With over 200 million users, Twitter is an increasingly valuable tool for reaching new supporters and enhancing brand recognition. So how can your organization reach outside of its immediate followers and tap into that pool of 200 million users? One key lies in the strategic use of hashtags.
What on earth is a hashtag?
For those less familiar with the Twitterverse, hashtags are akin to keywords. Created as a way to group information on Twitter, hashtags allow you to categorize the 40,000+ Tweets that happen every minute.
To create a hashtag, just place the hash symbol (#) before any word or phase.

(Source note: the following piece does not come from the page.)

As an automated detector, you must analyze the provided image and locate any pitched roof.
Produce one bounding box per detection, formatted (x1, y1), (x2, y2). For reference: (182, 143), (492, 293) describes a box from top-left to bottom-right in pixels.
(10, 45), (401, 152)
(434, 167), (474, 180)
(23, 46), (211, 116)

The hashtag can go anywhere in your Tweet.
Ride Existing Trends! Expanding Your Organization’s Reach on Twitter
By strategically incorporating trending hashtags into your organization’s Tweets, your organization can easily increase its reach on Twitter. Here’s how:
- Find out what’s trending by visiting search.twitter.com or whatthetrend.com, a website dedicated to tracking and defining trends.
- Take advantage of existing trends by incorporating a trending hashtag into your Tweet!

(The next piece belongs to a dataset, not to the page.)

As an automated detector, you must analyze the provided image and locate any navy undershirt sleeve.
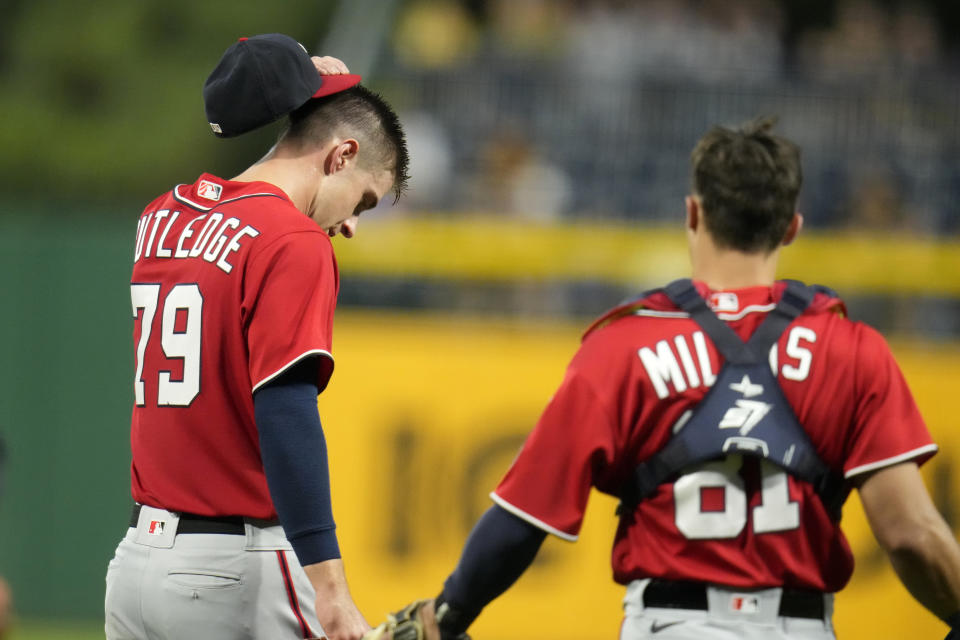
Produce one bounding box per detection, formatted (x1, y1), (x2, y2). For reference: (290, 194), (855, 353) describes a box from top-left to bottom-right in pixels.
(441, 505), (547, 633)
(253, 358), (340, 566)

For example: During the last week of 2010, #2010was and #iprefer were both trending topics for several days. Either hashtag could have been easily worked into any organization’s Tweets:
#iprefer a world where everyone is equal. Tell your senator to support XYZ policy: YOUR LINK
#2010Was the year that @YourOrg supporters sent 700K letters in support of #equality: YOUR LINK
How exactly does riding an existing trend expand your organization’s reach on Twitter?
Users monitor the hashtags they care about. If a hashtag is trending, that means it is one of the most popular hashtags currently being used on Twitter. In other words, thousands of people are actively using (and likely monitoring) that particular hashtag! By Tweeting with that hashtag, you’ve broken out of your organization’s direct circle of followers and inserted yourself into a new, wider audience.
When someone monitoring the trending hashtag sees your organization’s Tweet and retweets it to one of their own followers, your organization’s circle expands to include their followers as well.